Seulement, quelques secondes donc sur l’une des publications les plus importantes de ces dernières années et de surcroît produit par les services de l’état.

Y compris sur les deux roues motorisé
Autre grand absent de la discussion :  la publication du projet TRUE de l'ICCT pourtant annoncée seulement 8 jours avant. Cette publication indique que les véhicules diesel anciens ou actuels produisent en situation réelle nettement plus de NOx que les tests en laboratoire. Mais elle indique également que les deux et trois roues polluent plus que les voitures essences ou diesel récentes.
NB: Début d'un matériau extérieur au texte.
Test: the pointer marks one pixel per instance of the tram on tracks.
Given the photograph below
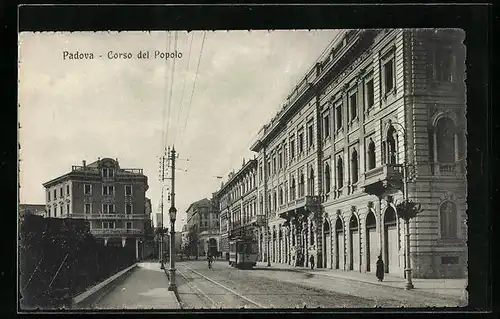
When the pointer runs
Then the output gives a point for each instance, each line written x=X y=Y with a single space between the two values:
x=243 y=253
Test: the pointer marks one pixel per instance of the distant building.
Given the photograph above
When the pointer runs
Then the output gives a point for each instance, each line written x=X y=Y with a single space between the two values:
x=110 y=197
x=237 y=203
x=203 y=220
x=31 y=209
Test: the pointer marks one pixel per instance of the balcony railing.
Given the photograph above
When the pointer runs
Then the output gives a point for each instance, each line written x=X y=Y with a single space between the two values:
x=115 y=231
x=299 y=203
x=111 y=216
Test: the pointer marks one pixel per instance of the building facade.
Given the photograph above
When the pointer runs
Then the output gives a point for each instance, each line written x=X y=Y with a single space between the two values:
x=110 y=197
x=238 y=205
x=329 y=164
x=31 y=209
x=203 y=222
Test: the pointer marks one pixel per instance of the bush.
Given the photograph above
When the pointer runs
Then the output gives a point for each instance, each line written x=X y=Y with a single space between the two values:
x=59 y=259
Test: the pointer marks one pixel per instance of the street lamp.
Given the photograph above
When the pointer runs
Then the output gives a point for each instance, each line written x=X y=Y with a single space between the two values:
x=409 y=283
x=171 y=285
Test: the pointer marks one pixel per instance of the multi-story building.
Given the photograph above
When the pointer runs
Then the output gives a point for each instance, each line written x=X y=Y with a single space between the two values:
x=203 y=220
x=31 y=209
x=329 y=163
x=237 y=208
x=111 y=198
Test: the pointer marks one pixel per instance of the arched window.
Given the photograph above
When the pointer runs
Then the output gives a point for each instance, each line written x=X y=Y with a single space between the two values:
x=354 y=166
x=371 y=154
x=327 y=178
x=340 y=173
x=391 y=145
x=311 y=182
x=445 y=136
x=312 y=234
x=448 y=219
x=301 y=185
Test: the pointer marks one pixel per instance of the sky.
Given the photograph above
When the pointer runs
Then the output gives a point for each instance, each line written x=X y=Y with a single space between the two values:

L’impasse totale aura donc été faite sur le mode de transport en pleine croissance à Marseille et pourtant le plus polluant : le deux roues motorisé.


Aucune raison de s’inquiéter
Et effectivement, il n’y avait aucune raison de s’inquiéter ce 18 septembre 2019 à la préfecture  puisque la pollution en France est loin d’être problématique. Pourtant la justice européenne vient de condamner, fin octobre (enfin) la France pour sa mauvaise qualité de l’air et son incapacité à protéger ses citoyens contre la pollution de l’air. Une situation que nous dénoncions déjà depuis les premières mises en demeures par Bruxelles, voilà dix ans...

Dix ans après, à Marseille, encore une fois, rien n’a changé.